Comments (10)
➤ comh commented:
skale-sec-ops triaged report 1186912 ( https://hackerone.com/bugs?report_id=1186912&subject=skale_network#activity-11660531 ) on HackerOne
{panel}
Hello [@Rumata|/rumata]
Thank you for your submission! We were able to validate your report, and have submitted it to the libBLS team for review.
A fix is now in process.
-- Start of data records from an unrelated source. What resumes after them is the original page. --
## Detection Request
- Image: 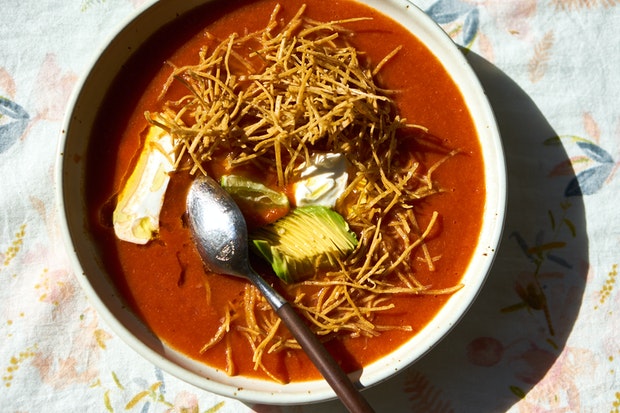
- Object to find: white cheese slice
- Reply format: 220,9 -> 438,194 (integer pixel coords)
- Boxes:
294,153 -> 349,208
112,126 -> 176,245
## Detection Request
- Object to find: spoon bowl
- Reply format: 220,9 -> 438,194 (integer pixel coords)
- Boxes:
187,176 -> 373,413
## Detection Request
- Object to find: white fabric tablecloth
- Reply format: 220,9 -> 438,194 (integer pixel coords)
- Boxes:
0,0 -> 620,413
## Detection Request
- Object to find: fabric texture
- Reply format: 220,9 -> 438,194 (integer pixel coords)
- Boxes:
0,0 -> 620,412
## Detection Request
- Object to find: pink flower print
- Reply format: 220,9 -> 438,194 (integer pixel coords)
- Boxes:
34,53 -> 77,121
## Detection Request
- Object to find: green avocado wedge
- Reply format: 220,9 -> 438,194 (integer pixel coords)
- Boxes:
250,206 -> 357,284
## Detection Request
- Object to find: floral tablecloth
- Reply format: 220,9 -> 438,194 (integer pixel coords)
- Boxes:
0,0 -> 620,413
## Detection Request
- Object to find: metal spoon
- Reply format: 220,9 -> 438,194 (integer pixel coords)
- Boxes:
187,176 -> 373,413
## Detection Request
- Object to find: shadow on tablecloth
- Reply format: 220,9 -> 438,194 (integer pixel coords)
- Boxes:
276,51 -> 588,413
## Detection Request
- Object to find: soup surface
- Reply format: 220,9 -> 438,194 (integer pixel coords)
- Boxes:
87,0 -> 485,382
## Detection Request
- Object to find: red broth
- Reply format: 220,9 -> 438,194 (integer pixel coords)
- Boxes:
87,0 -> 485,381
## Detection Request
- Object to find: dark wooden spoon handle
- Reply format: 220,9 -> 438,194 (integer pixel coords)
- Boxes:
276,302 -> 374,413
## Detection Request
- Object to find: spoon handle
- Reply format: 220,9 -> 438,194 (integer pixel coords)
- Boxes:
276,302 -> 374,413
Please note that the status and severity are subject to change.
Best,
[@skale-sec-ops|/skale-sec-ops]
{panel}
from libbls.
➤ comh commented:
hackbot suggested, CWE-697, MITRE ( https://cwe.mitre.org/data/definitions/697.html ) for remediation guidance on HackerOne
from libbls.
➤ comh commented:
skale-sec-ops posted a comment on report 1186912 ( https://hackerone.com/bugs?report_id=1186912&subject=skale_network#activity-11661894 ) on HackerOne
{panel}
[@Rumata|/rumata] the libBLS team would like to use your code and integrate it into the libBLS repo for testing and further investigation.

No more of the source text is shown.